Na sua entrevista, o Presidente defende que é necessária uma revisão da Lei Eleitoral (nos diplomas respetivos que regem as diversas eleições) que acolha formas alternativas de votação, com especial incidência no eleitorado que se encontra fora do país, onde a taxa de participação por voto presencial é, naturalmente, baixíssima. Uma tal revisão permitiria também mexer nos prazos, que há muito penso devem ser encurtados, porque os vigentes já não se conformam com a velocidade de circulação da informação nas nossas sociedades. Exigir um mínimo de 80 dias para marcação de eleições legislativas por queda do governo parece um exagero; regulamentar ao milímetro as campanhas eleitorais como se elas continuassem a ser eminentemente presenciais é uma visão obsoleta da forma como hoje se faz a comunicação política em contínuo, designadamente pela substituição do contacto direto pela comunicação televisiva e pelos meios digitais; prever quase dois meses até à tomada de posse de um novo governo saído de eleições é uma aberração (no sistema britânico, o novo primeiro-ministro entra em funções 48 horas depois do apuramento do resultado eleitoral…); suspender o decurso dos prazos por causa de duas ou três freguesias que boicotaram as eleições é “benefício ao infrator”.

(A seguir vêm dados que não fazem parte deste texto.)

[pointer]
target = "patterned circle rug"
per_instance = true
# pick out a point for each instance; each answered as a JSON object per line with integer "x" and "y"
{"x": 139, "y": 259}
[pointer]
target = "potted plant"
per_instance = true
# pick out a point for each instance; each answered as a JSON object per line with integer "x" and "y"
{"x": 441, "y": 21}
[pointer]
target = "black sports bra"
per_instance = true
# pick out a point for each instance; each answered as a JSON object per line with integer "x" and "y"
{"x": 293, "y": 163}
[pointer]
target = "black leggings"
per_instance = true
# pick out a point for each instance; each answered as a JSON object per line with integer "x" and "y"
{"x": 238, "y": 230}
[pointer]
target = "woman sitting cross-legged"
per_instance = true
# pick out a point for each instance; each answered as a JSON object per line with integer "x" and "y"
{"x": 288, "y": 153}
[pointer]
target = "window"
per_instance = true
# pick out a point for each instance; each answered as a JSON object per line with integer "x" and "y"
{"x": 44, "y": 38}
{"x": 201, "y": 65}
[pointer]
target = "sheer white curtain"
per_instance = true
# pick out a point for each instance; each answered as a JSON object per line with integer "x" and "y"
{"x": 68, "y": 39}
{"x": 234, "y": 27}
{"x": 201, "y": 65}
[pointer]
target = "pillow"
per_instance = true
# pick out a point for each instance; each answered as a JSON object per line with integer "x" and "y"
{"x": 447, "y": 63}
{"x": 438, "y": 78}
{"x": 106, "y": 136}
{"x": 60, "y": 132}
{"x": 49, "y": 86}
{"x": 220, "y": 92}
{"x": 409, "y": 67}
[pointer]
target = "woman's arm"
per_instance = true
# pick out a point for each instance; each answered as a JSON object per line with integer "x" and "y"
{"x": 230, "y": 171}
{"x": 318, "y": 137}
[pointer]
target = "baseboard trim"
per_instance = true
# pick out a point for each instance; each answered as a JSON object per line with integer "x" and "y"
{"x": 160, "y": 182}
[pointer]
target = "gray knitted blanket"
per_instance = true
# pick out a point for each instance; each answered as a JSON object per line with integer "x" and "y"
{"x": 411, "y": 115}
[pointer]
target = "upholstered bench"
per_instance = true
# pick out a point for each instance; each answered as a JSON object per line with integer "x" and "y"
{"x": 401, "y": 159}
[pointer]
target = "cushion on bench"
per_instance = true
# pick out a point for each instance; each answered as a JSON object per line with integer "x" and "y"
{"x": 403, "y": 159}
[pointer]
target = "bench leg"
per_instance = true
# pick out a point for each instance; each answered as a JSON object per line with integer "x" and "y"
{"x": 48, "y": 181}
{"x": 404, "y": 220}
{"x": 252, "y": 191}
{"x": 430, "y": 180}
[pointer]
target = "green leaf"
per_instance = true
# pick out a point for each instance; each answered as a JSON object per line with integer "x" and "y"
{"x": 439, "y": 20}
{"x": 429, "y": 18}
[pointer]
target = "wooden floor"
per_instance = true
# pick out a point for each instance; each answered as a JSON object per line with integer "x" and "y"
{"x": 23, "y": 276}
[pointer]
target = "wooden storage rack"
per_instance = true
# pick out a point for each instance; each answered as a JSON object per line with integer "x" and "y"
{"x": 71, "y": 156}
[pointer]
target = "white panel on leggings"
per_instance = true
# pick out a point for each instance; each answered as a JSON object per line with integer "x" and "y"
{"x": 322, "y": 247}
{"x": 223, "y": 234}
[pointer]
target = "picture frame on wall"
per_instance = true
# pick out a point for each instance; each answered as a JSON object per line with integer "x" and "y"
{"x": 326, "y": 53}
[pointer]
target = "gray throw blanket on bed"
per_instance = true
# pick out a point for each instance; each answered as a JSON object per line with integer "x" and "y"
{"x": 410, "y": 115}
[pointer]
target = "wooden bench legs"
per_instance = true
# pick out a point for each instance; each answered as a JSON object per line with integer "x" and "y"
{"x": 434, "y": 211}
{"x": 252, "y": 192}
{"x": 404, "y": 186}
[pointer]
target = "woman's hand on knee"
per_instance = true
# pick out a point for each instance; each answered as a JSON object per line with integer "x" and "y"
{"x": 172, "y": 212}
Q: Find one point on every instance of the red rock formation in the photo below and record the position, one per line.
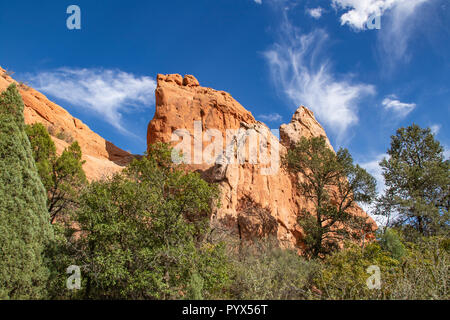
(101, 156)
(253, 203)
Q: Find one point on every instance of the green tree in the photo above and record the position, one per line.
(417, 178)
(24, 220)
(63, 176)
(139, 235)
(334, 185)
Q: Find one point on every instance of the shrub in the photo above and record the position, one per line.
(24, 220)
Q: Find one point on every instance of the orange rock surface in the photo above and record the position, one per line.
(101, 156)
(252, 203)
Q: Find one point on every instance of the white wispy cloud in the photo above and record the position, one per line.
(107, 93)
(397, 31)
(300, 73)
(400, 109)
(398, 24)
(358, 12)
(271, 117)
(316, 13)
(435, 128)
(373, 167)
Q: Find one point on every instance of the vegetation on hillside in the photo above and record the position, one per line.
(25, 229)
(144, 233)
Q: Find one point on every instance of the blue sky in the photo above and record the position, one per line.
(271, 55)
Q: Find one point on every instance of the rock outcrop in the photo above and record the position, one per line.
(101, 156)
(258, 198)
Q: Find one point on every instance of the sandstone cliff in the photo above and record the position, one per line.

De uma forma geral, torna-se necessário ponderar que há “fantasmas” herdados do regime anterior a 1974 cuja silhueta se esbateu ao longo do quase meio século (!) decorrido desde a instauração da democracia. Convém, por isso, simplificar processos e eliminar as garantias comprovadamente excessivas. Tornar o voto mais acessível, diversificado e moderno é sintonizar o regime com a evolução da opinião pública e aproximar os cidadãos dos seus representantes. E isso não deixará de ser um meio eficaz de combate à abstenção.